Paolo Abeni posted 1 patch 1 year, 4 months ago
Patches applied successfully (tree, apply log)
git fetch https://github.com/multipath-tcp/mptcp_net-next tags/patchew/0818f7332284bd7781956959fbebb90188e140cb.1670435550.git.pabeni@redhat.com
Maintainers: Mat Martineau <mathew.j.martineau@linux.intel.com>, Matthieu Baerts <matthieu.baerts@tessares.net>, "David S. Miller" <davem@davemloft.net>, Eric Dumazet <edumazet@google.com>, Jakub Kicinski <kuba@kernel.org>, Paolo Abeni <pabeni@redhat.com>, Jiang Biao <benbjiang@tencent.com>, Menglong Dong <imagedong@tencent.com>
There is a newer version of this series
net/mptcp/protocol.c |  2 +-
net/mptcp/protocol.h |  2 +-
net/mptcp/subflow.c  | 14 ++++++++++++--
3 files changed, 14 insertions(+), 4 deletions(-)
[PATCH mptcp-net] mptcp: fix lockdep false positive
Posted by Paolo Abeni 1 year, 4 months ago
MatB reported a lockdep splat in the mptcp listener code cleanup:

 WARNING: possible circular locking dependency detected
 packetdrill/14278 is trying to acquire lock:
 ffff888017d868f0 ((work_completion)(&msk->work)){+.+.}-{0:0}, at: __flush_work (kernel/workqueue.c:3069)

 but task is already holding lock:
 ffff888017d84130 (sk_lock-AF_INET){+.+.}-{0:0}, at: mptcp_close (net/mptcp/protocol.c:2973)

 which lock already depends on the new lock.

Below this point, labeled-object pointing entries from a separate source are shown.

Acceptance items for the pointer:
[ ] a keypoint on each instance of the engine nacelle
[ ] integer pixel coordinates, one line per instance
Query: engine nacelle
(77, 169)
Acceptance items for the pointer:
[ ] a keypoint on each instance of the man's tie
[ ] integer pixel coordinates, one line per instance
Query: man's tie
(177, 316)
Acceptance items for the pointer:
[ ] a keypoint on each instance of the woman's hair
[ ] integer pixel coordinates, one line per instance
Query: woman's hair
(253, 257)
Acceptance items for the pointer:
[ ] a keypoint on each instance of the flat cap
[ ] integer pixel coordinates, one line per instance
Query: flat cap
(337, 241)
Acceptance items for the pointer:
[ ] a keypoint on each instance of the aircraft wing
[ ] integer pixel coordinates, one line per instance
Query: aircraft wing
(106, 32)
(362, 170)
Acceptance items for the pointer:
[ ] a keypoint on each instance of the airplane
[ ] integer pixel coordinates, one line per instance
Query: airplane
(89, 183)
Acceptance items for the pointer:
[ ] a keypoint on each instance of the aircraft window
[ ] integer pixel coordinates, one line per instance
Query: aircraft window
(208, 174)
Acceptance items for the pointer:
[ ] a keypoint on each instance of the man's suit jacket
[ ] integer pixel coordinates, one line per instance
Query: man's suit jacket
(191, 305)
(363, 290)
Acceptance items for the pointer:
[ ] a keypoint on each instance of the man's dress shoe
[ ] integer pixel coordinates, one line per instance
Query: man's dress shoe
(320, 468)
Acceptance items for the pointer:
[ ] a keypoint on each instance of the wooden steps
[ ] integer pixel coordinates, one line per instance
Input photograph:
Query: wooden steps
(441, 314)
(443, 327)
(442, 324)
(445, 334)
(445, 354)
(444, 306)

 the existing dependency chain (in reverse order) is:

 -> #1 (sk_lock-AF_INET){+.+.}-{0:0}:
        __lock_acquire (kernel/locking/lockdep.c:5055)
        lock_acquire (kernel/locking/lockdep.c:466)
        lock_sock_nested (net/core/sock.c:3463)
        mptcp_worker (net/mptcp/protocol.c:2614)
        process_one_work (kernel/workqueue.c:2294)
        worker_thread (include/linux/list.h:292)
        kthread (kernel/kthread.c:376)
        ret_from_fork (arch/x86/entry/entry_64.S:312)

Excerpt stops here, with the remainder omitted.